UN OKs Mission to Monitor Future Ceasefire in Colombia

The U.N. Security Council on Monday unanimously approved a resolution to establish a political mission to monitor and verify a future ceasefire in Colombia that would end Latin America’s longest-running guerrilla conflict.
UN OKs Mission to Monitor Future Ceasefire in Colombia
Colombia's President Juan Manuel Santos Calderon (L) and U.N. Secretary-General Ban Ki-moon at the U.N. headquarters in New York on Sept. 23, 2013. (Stan Honda/AFP/Getty Images)
The Associated Press
1/25/2016
Updated:
1/25/2016

UNITED NATIONS—The U.N. Security Council on Monday unanimously approved a resolution to establish a political mission to monitor and verify a future ceasefire in Colombia that would end Latin America’s longest-running guerrilla conflict.

The resolution welcomes the progress in negotiations between Colombia’s government and the Revolutionary Armed Forces of Colombia and notes their joint request last week for a U.N. monitoring mission. In a rare move for the often-divided council, all 15 members co-sponsored the resolution.

The request sent a strong signal that a March 23 deadline to wrap up peace talks could be within reach.

“Finally, our continent will have life without conflict,” the country’s foreign minister, Maria Angela Holguin, told reporters. She said her country hopes to meet the March deadline.

The resolution establishes a political mission for 12 months, and the council can consider an extension if asked by the two parties. The mission will be made up of unarmed observers from Latin American and Caribbean nations.

Decades of fighting between guerrillas, right-wing paramilitaries and the armed forces has left more than 220,000 dead, some 40,000 disappeared and over 5 million driven from their homes.

“It isn’t common for a country to refer itself to the council. But it’s exactly the kind of role the United Nations should be playing” in conflict resolution, British Ambassador Matthew Rycroft said. “I hope today will mark the start of the final stage of peace talks.”

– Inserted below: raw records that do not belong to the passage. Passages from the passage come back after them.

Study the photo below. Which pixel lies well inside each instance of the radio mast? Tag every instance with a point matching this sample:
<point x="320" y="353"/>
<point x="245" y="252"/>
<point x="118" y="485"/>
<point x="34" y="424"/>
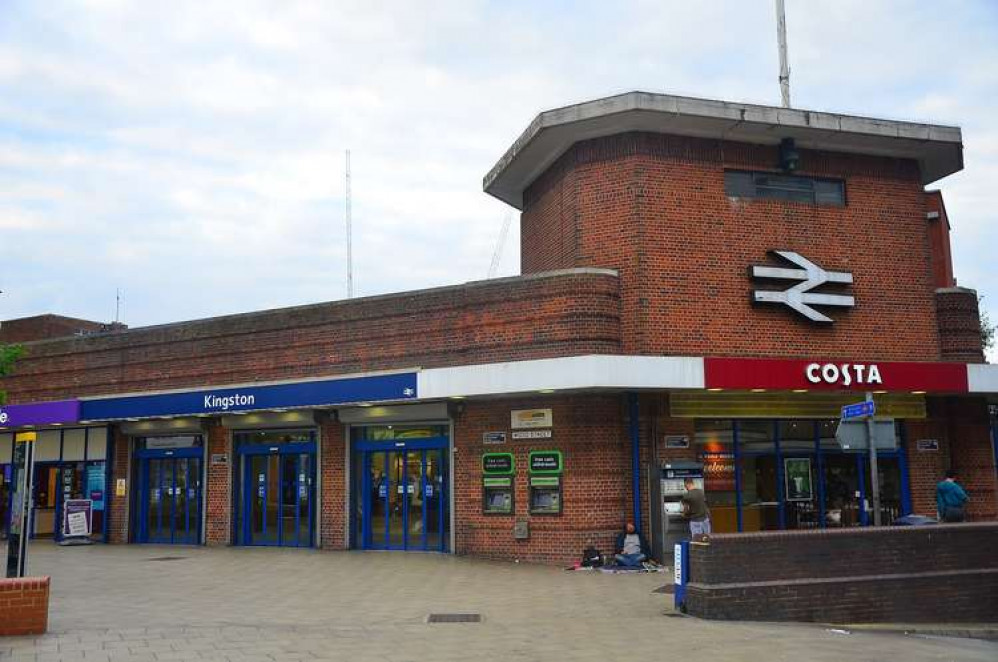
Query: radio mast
<point x="349" y="234"/>
<point x="781" y="38"/>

The resolution notes that the Colombian government and the FARC foresee a final peace agreement including “a tripartite mechanism”—comprising the government, FARC and an “international component”—to monitor a cessation of hostilities and the laying down of arms. It recognizes that the two sides have asked the U.N. to participate as the “international component.”

The resolution asks U.N. Secretary-General Ban Ki-moon to present detailed recommendations on the political mission’s size and operation to the council for its approval within 30 days of a ceasefire.

President Juan Manuel Santos, who heads to the White House next week to commemorate 15 years of U.S. support for Colombia, celebrated the resolution.

“Colombia receives the support of the world,” Santos said in a message on Twitter.

U.S. Ambassador Samantha Power warned, however, that plenty of work lies ahead, including the removal of land mines and the re-integration of fighters into the population. The U.N. says that globally, Colombia has the second-highest number of new victims of mines registered each year.

Critics in Colombia also noted that the formula for laying down the weapons, and whether they'll be destroyed, has yet to be devised.

Though nominally Marxist at its founding, the FARC’s ideology has never been well defined and the group lost popularity as it turned to kidnapping, extortion and taxes on cocaine production to fund its mostly peasant-based insurgency.